After Wanda Coleman & Elizabeth Bishop

by Mosab Abu Toha

Books:

sentries stand motionless

in front of the white wall,

but no passers-by, no queens, no kings.

 

Pencil lead shavings:

A heap of blackened sand on the altar,

sins of a murderer.

Or maybe gunpowder

after a battle between verse and prose?

Arabic and English languages in my mind?

 

Floor lamp:

So thin after a hunger strike,

an ant can cross around in seconds.

Like Usain Bolt.

 

At night when I sit on my chair.

I think of my shadow

as the angel of death,

or as a cloud that rains

dark on the pages,

the words strangled by the shadow weight.

 

Ceiling fan:

Titles on books’ spines get drowsy,

as friends on the ceiling run steadily,

but no one wins.

Everyone is running after someone and is being run after.

If I were in Gaza, it won’t be the case.

My Gazan books’ eyes don’t see either in the day or night.

If they did, those friends wouldn’t be running.

The power hardly gets connected.

 

Laptop screen:

I look at its face.

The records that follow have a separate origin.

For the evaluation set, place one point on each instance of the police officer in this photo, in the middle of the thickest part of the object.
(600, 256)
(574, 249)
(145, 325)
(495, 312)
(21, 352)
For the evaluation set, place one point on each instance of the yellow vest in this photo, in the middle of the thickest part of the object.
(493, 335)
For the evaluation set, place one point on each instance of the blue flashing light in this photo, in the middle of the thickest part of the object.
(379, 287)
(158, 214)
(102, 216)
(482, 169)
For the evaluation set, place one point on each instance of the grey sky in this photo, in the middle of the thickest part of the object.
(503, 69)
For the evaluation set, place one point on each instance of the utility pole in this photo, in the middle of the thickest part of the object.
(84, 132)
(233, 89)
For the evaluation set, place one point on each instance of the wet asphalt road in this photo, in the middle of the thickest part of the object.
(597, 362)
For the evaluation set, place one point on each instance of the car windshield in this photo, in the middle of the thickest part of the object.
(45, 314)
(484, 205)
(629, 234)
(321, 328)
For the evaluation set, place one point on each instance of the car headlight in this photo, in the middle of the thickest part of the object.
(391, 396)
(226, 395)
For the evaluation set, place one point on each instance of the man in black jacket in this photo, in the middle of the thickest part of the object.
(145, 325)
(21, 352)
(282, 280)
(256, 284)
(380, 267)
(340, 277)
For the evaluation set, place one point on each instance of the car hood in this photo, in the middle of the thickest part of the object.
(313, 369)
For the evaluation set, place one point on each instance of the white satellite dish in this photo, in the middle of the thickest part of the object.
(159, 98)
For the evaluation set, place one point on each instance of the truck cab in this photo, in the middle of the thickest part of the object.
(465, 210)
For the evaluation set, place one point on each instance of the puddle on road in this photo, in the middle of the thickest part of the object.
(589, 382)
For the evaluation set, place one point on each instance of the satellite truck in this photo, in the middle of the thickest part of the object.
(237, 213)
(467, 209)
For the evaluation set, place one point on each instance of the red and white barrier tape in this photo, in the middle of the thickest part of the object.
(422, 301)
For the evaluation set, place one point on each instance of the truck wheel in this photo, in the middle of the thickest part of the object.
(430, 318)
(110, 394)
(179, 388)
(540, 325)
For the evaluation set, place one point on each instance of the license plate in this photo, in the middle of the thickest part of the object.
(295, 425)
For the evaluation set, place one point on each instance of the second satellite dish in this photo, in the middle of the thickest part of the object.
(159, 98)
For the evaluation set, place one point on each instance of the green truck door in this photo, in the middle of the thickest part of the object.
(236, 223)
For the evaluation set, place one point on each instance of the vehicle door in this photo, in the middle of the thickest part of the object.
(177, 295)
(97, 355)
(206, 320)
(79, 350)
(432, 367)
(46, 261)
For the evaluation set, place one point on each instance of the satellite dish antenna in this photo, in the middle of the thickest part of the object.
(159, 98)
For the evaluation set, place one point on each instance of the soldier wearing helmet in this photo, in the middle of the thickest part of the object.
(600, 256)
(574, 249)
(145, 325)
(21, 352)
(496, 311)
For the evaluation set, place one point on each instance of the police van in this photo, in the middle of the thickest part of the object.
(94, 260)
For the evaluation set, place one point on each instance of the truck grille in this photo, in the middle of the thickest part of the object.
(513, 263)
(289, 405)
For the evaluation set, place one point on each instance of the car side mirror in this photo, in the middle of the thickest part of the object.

It stares at but doesn’t see me.

It shows me oceans and lakes,

but I’m in a desert.

It shows me the sun,

but I’m shivering with cold.

I touch the sun on the screen.

The laptop freezes, then sleeps.

 

Highlighters:

A fly trudges on the desk,

notices the many colorful traffic lights.

It doesn’t know how to proceed at the purple,

orange, black, and pink.

Another fly pushes the startled fly.

My son, lying under the desk, pulls some hair

off my toes. I shout.

Both flies panic and fly away.

 

Eraser scraps:

Coffins lie on my desk,

hold the names of friends, their birthdates

within them.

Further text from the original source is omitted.